Just to take the most obvious case, all branches of the federal government belong to the same party, the Republican Party. They ran for seven years on repealing and replacing Obamacare, and they won. They nonetheless cannot seem to actually pass legislation. Even without the epic amount of bumbling in the present administration, when the American government takes action, the policies in question are so negotiated and so compromised that they barely exist. If, as the saying goes, a camel is a horse made by committee, then all American policies are camels.
In Canada, the situation is different. The Conservatives cut the GST by two percentage points. That was a policy decision—it had consequences. They could be measured. They could be judged. Stephen Harper was responsible. We all knew whom to praise or to blame and for what.
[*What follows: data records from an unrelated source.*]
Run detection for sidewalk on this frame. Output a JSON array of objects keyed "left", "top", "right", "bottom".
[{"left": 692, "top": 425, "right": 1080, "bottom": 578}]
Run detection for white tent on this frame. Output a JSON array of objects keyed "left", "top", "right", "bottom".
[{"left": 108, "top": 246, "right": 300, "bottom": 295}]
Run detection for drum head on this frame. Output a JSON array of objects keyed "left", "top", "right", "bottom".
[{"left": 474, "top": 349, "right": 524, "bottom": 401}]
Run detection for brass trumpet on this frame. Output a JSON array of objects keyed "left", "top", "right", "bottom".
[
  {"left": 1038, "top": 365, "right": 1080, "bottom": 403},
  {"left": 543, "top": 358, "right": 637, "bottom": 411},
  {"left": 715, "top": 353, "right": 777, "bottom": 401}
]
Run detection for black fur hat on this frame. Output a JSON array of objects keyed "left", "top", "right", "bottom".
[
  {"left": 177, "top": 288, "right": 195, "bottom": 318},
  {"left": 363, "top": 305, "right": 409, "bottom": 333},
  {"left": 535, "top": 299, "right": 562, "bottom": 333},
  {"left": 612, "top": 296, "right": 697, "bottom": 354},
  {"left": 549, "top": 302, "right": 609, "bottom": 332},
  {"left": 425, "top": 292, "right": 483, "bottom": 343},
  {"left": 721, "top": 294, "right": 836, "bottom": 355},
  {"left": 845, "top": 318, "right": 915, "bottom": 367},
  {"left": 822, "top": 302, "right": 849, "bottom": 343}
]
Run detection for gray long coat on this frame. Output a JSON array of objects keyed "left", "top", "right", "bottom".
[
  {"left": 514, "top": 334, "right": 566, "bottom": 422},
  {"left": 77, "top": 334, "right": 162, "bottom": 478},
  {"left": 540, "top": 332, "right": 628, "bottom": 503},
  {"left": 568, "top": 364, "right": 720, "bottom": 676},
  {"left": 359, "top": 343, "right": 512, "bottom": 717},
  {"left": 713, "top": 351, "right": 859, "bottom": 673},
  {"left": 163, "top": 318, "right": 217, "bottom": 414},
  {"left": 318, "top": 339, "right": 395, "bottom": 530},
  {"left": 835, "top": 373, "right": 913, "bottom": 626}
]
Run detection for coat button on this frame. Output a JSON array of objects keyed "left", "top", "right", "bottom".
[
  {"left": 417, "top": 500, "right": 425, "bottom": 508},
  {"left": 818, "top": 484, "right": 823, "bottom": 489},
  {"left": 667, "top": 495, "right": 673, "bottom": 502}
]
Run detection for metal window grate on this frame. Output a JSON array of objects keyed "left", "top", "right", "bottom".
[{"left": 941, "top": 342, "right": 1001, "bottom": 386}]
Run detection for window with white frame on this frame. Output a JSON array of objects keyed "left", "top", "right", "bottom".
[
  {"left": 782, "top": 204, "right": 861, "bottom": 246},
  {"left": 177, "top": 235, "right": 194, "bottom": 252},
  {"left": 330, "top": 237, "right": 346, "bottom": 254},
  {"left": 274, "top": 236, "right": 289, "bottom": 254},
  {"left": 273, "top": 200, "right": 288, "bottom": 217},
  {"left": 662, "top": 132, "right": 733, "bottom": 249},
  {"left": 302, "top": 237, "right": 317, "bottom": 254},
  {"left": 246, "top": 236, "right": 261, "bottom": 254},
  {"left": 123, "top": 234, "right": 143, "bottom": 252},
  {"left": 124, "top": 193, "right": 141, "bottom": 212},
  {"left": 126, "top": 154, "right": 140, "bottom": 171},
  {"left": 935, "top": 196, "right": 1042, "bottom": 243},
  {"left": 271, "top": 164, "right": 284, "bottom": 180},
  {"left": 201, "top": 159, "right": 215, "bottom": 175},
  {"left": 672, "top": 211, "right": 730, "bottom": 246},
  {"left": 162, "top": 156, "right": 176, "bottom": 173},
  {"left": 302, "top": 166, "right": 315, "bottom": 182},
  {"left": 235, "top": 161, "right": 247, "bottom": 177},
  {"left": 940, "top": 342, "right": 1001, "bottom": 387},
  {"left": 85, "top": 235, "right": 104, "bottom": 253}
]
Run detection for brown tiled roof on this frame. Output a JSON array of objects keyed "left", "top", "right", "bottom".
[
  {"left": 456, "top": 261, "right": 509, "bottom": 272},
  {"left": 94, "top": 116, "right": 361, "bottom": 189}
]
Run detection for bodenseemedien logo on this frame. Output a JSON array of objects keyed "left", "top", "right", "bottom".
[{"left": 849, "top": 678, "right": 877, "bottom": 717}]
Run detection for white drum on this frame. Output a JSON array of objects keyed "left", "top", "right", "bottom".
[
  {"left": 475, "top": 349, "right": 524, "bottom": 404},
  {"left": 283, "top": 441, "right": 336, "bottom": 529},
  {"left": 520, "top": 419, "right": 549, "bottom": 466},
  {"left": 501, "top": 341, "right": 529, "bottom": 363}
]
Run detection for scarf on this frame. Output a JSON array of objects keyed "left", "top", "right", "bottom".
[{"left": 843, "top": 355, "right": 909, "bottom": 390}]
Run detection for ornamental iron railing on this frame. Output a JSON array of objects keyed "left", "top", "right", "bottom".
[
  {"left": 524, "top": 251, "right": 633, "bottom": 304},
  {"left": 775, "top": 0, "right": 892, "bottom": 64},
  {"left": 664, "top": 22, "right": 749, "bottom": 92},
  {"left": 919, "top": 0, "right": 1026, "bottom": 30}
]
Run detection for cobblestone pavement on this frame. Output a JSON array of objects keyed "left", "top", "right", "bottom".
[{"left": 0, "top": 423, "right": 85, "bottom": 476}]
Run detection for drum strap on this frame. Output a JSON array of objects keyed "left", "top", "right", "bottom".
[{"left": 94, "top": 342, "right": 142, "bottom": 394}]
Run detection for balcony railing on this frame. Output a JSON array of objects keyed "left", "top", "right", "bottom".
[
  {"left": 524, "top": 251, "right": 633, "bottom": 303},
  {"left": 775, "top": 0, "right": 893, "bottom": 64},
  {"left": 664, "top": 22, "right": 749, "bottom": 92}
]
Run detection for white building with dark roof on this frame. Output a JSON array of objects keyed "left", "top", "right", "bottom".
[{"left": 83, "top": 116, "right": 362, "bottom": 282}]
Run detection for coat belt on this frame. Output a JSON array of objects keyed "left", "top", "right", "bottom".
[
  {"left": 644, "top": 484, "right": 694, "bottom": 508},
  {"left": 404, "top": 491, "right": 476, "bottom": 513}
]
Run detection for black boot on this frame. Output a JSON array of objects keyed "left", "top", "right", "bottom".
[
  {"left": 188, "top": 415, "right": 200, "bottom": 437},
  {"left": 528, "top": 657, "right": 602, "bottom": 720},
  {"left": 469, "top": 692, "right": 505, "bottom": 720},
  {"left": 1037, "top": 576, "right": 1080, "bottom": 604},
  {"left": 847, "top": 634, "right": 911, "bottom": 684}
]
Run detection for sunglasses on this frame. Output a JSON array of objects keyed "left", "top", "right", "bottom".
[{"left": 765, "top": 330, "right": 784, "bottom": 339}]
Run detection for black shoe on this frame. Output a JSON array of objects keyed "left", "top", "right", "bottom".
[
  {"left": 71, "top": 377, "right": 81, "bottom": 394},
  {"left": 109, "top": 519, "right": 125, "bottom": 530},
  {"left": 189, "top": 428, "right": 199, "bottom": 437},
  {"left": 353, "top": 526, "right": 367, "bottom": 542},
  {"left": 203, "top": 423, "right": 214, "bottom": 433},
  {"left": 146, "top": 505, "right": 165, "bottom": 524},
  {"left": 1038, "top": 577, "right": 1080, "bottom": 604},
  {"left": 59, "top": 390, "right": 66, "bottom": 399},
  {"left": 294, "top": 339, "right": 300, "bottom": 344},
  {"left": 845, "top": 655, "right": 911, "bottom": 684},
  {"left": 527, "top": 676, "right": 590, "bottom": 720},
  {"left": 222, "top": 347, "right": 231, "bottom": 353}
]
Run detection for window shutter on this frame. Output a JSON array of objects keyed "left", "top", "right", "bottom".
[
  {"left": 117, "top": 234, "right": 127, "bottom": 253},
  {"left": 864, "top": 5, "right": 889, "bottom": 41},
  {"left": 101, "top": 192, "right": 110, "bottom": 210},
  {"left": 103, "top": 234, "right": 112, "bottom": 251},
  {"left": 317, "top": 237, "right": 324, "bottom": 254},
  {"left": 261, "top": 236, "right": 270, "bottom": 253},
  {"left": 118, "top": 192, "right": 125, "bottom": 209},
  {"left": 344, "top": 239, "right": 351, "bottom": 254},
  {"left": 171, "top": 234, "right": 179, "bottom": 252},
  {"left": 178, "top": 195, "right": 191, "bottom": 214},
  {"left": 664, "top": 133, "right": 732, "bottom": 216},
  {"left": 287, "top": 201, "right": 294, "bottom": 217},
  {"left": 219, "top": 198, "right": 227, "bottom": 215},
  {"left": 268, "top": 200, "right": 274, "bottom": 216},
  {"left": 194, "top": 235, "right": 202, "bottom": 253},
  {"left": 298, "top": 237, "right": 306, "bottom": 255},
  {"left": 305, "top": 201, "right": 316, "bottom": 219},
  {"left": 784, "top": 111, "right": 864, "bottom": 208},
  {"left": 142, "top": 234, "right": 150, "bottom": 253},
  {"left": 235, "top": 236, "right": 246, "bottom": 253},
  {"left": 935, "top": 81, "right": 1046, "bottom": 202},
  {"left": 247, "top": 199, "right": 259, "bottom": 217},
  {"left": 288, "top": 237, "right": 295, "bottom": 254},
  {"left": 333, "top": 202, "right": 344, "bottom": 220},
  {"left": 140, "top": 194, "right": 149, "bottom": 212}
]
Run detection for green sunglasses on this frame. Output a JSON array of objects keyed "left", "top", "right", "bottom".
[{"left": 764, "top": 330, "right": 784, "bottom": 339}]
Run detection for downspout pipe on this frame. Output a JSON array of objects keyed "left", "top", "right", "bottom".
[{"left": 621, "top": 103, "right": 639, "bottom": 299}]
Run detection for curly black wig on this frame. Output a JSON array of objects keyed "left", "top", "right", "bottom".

Canadian politics still basically runs on competition between policy ideas. Anyone who covers both Canadian and American politics immediately notices the difference. In 2015, the day after Justin Trudeau was elected, I traveled to Iowa to cover a Trump rally and a Sanders rally that took place in the space of a few days of each other. The Canadian election had been full of incredibly boring debates in which the candidates tried to defeat each other by giving specific numbers—how much the deficit should be over how many years to invest how much in what plans. Trump and Sanders, on the other hand, droned on about the glory of the nation and their faith in God or socialism. Their policy discussions, if they could even be called that, were as vague as possible. Details were not just few; details were non-existent.
Even if they had wanted to, however, how could they describe the details of their policies? How could they give numbers? The reality was that the policies they could implement, the costs, the details of the application of their policies, would be subject to so many other variables within the government that any numbers offered would be ridiculous. They could express their hopes, their dreams—but actual policy?
And here is the problem for American commentators. Despite this collapse in the capacity for the American government to implement policy, there remains a huge number of Americans, of both parties, who have been trained to study it. There are think tanks galore, massive op-ed factories. They still need to operate as if ideas mattered. They need to feel that, if you think up a policy and apply it, it could have consequences. Hence the fascination with Canada, a country where it is still possible to change the political landscape simply because you have an idea and get elected to make that idea a reality.
The most important moment in the history of recent American politics was Reagan’s First Inaugural, when he declared that “Government is not the solution to our problem; government is the problem.” Reagan won, and he keeps winning. Policy discussion in American public life is a parlour game now. Bringing Canada into the discussion simply makes it seem like there is some place where the game might actually matter.